Larry Bird - z piekła do raju cz. VI - ost.

Ziemowit Ochapski
Ziemowit Ochapski
2 października 1998 roku Larry Bird podczas uroczystej ceremonii w Springfield w stanie Massachusetts został wprowadzony do Koszykarskiej Galerii Sław. Wraz z nim do tego elitarnego grona włączono m. in. trenera Atlanty Hawks - Lenny'ego Wilkensa. - Obecność tutaj zamyka pewien etap mojej kariery - mówił przed zgromadzonymi gośćmi. - Krąży opinia, że prawdopodobnie już żaden dzieciak z French Lick nie dostanie się do NBA. Ja jednak uważam, iż pewnego dnia może to nastąpić. Szanse są niewielkie, lecz jeśli ktoś jest zdolny poświęcić wszystko dla realizacji tego celu, to drzwi stoją przed nim otworem.

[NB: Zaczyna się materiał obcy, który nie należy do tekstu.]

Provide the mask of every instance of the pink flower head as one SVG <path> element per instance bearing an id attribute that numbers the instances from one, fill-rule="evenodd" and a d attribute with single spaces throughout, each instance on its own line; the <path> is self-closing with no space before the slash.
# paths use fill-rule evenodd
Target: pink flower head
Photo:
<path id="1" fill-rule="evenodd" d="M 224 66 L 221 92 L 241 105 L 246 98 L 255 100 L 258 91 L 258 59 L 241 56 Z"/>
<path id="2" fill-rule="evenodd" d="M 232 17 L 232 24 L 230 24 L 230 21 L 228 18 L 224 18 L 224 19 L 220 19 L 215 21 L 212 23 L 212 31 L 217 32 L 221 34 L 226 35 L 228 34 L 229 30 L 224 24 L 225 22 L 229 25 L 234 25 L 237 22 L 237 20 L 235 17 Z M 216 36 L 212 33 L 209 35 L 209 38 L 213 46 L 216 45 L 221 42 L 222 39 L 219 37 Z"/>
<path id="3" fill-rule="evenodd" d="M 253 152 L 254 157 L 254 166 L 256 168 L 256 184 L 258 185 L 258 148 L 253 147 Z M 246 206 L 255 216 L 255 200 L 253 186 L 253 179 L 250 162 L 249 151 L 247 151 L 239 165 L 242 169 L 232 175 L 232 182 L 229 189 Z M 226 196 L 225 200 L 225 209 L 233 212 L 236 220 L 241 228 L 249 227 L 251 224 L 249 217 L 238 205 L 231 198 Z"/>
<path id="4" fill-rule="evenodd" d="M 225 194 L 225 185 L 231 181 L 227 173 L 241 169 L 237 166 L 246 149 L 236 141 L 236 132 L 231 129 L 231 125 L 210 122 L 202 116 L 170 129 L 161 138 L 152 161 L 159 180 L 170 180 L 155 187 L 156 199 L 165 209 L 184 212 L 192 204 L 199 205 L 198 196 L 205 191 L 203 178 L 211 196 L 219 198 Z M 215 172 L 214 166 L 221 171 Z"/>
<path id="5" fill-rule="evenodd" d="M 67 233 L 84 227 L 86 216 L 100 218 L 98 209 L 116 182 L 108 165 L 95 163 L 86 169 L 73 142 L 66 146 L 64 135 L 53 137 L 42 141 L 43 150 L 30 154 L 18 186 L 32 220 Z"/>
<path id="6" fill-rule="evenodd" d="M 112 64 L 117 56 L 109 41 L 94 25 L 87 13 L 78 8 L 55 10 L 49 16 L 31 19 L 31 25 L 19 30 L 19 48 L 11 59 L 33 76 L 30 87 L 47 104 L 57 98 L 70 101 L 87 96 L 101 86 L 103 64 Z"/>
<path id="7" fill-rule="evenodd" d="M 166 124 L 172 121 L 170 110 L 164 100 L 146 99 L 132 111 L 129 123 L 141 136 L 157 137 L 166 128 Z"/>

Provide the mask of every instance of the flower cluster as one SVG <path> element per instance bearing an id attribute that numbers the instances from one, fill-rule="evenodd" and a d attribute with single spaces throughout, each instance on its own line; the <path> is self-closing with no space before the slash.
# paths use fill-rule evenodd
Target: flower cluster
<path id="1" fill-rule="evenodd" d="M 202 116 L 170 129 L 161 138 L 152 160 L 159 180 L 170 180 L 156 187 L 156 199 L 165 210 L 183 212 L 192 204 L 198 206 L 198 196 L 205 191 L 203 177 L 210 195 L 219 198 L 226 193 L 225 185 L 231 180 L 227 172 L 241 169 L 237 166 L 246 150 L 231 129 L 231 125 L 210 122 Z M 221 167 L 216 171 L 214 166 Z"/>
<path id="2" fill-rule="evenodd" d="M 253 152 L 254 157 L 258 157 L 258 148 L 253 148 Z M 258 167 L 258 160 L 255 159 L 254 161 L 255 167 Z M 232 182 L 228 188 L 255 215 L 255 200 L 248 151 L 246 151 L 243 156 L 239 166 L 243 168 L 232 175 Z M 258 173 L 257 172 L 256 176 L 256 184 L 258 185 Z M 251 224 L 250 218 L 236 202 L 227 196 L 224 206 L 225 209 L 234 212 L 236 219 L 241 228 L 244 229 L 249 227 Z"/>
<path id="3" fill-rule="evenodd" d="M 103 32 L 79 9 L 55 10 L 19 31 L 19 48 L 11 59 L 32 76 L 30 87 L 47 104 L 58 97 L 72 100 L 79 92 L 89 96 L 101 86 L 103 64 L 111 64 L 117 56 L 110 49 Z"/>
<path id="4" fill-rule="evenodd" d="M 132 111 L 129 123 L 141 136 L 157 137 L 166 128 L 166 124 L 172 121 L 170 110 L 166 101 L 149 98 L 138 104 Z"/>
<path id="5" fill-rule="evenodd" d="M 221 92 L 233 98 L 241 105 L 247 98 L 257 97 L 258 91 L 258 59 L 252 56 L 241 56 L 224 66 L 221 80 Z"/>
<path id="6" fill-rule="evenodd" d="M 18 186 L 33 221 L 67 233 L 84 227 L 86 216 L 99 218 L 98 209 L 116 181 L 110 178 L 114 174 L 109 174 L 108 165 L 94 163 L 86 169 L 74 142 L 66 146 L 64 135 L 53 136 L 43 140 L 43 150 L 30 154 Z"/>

Moment wprowadzenia do Basketball Hall of Fame to wyjątkowa chwila. Biologiczna córka Larry'ego, Corrie, miała wielką nadzieję, że będzie jej dane w niej uczestniczyć. Bird zignorował ją jednak tak samo jak wtedy, gdy na uroczystość przejścia na sportową emeryturę zaprosił całą rodzinę oprócz niej. - W zasadzie pomiędzy nami nie ma żadnej więzi. Miałam nadzieję, że to się zmieni, ale chyba nie ma na to szans - żaliła się studentka ostatniego roku Indiana State University.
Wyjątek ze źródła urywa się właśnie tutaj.